LUXEMBOURG
AUDREY SOMNARD

Le futur de la microfinance passe par les femmes

La microfinance est historiquement une histoire de femmes. Avec l’avènement des outils de financement digitaux, la Fintech a tout intérêt à se focaliser sur ce marché. Elisabeth Ballreich est spécialiste en investissement à la Banque mondiale des femmes (WWB), qui oriente les investissements en actions vers des institutions financières inclusives. De passage à Luxembourg pour la Semaine européenne de la Microfinance, elle explique pourquoi les femmes jouent un rôle clé pour le développement économique des marchés émergents.

Pourquoi les femmes ont toujours été la clé dans le monde de la microfinance?

ELISABETH BALLREICH Dans les pays émergents les femmes sont responsables du foyer, de l’éducation et de la santé des enfants, elles ont bien souvent une petite activité rémunératrice. En ciblant les femmes, la microfinance touche en réalité toute la famille. Une fois qu’elles ont accès à des financements, elles peuvent développer leur activité qui est bien souvent liée à l’alimentation.

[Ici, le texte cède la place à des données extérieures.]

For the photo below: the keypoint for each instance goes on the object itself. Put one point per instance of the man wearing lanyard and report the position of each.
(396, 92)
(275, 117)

Pourquoi y a-t-il un écart entre hommes et femmes dans le domaine des services financiers?

BALLREICH Il y a des obstacles comme par exemple le fait que les femmes ont moins de temps pour aller à la banque et faire la queue, les hommes sont plus flexibles. Le revenu des femmes est bien souvent informel, il est difficile pour elles de prouver à une banque qu’elles ont une bonne trésorerie. S’ajoute à cela que dans les pays émergents les femmes n’ont bien souvent pas de papier d’identité, ce qui les exclut automatiquement du système bancaire. De fait, il est souvent plus difficile de prêter de l’argent à des femmes. Les normes culturelles sont en jeu également, puisque bien souvent les familles misent sur l’éducation des garçons.

Qu’est-ce que la Fintech peut apporter pour améliorer la situation?

BALLREICH Il y a là un gros potentiel pour combattre les obstacles qui sont sur le chemin des femmes. Des services clé en main peuvent faire gagner du temps car elles ont davantage accès à des téléphones portables. S’il ne faut pas uniquement se concentrer sur les femmes, mais il faut penser aux femmes quand on développe des services financiers car elles ont des besoins spécifiques.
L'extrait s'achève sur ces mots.